Rafa Benitez's "back-me-or-sack-me" ultimatum after the Club World Cup final in Abu Dhabi appears to have cost him his job as Inter Milan manager.
'Appears' being the operable word because nobody at the club seemed willing to deny or confirm the fact yesterday.
While the Italian newspapers printed claims that Leonardo, the former AC Milan manager, was being primed to take over from the Spaniard, club president Massimo Moratti declined to confirm Benitez had been officially sacked but did say the situation was complicated.
"We are trying to understand what's going on, this situation is a bit of a mess," Moratti told reporters yesterday.
"Everything that happened was a bit unexpected, we are considering every point of view."
Widespread media reports said Benitez was in the process of being removed after just six months in charge of the European and Italian champions given his injury-hit side's poor domestic form and Saturday's shock outburst about a lack of signings.
Former Liverpool manager Benitez, upset no new players were brought in during the close-season, gave Inter an ultimatum after their 3-0 Club World Cup final win over TP Mazembe that he would speak to his agent about his future if signings did not materialise in January.
Moratti said the comments were "inappropriate", sparking speculation Benitez had been sacked but Inter have made no official comment amid reports they are struggling to agree a severance package despite the coach having only a two-year deal.
When former Inter coach Roberto Mancini was axed in 2008, it took the club several days to officially confirm what every fan knew had been decided at a summit with Moratti.
Former Milan coach Leonardo, who left Inter's city rivals after just one season in management in May, has been made favourite to succeed Benitez after Zenit St Petersburg said their boss Luciano Spalletti, the former Roma manager, was staying.
"I haven't had a way of talking to any other coach.
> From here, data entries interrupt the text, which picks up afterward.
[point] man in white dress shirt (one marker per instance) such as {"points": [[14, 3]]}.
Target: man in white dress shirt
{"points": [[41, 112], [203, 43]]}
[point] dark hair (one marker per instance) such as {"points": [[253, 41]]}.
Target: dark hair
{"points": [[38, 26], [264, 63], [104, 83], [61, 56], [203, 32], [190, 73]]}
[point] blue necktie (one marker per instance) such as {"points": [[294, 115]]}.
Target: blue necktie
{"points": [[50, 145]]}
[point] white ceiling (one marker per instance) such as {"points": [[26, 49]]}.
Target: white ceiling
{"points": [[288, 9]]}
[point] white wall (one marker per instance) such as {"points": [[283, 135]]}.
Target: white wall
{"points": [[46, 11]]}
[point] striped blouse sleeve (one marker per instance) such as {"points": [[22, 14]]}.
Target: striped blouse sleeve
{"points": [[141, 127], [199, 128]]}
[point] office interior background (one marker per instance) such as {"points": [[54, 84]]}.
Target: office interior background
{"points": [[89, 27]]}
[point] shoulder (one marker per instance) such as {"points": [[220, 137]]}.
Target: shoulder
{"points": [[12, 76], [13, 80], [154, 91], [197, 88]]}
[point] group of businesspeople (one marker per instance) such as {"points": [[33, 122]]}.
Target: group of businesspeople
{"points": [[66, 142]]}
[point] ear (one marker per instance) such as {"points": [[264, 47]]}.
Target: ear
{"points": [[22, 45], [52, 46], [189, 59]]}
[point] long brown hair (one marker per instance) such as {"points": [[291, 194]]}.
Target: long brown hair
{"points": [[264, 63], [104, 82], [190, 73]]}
I haven't met Leonardo," Moratti added.
The idea of a Milan coach managing their big rivals just a season later may seem alien to many fotball fans but such a move would be nothing new for Italian football with players and managers often swapping between the big clubs.
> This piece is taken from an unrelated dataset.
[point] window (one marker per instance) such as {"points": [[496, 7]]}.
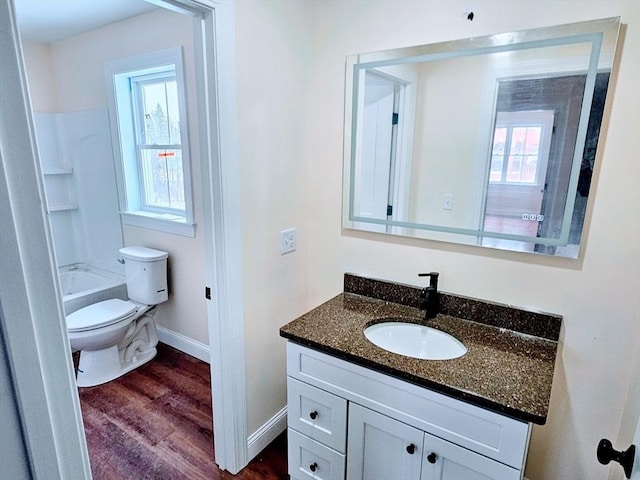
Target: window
{"points": [[149, 130], [520, 149]]}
Former Inter talisman Zlatan Ibrahimovic is now excelling at Serie A leaders Milan and they have built up a 13-point advantage over seventh-placed Inter, whose hopes of a sixth straight scudetto look unlikely.
In an interview with Gazzetta dello Sport in September, Brazilian Leonardo said he would not be averse to one day coaching Inter having left Milan after having had a falling out with club owner Silvio Berlusconi.
"Me and Moratti have known each other for years," Leonardo said. "Never say never."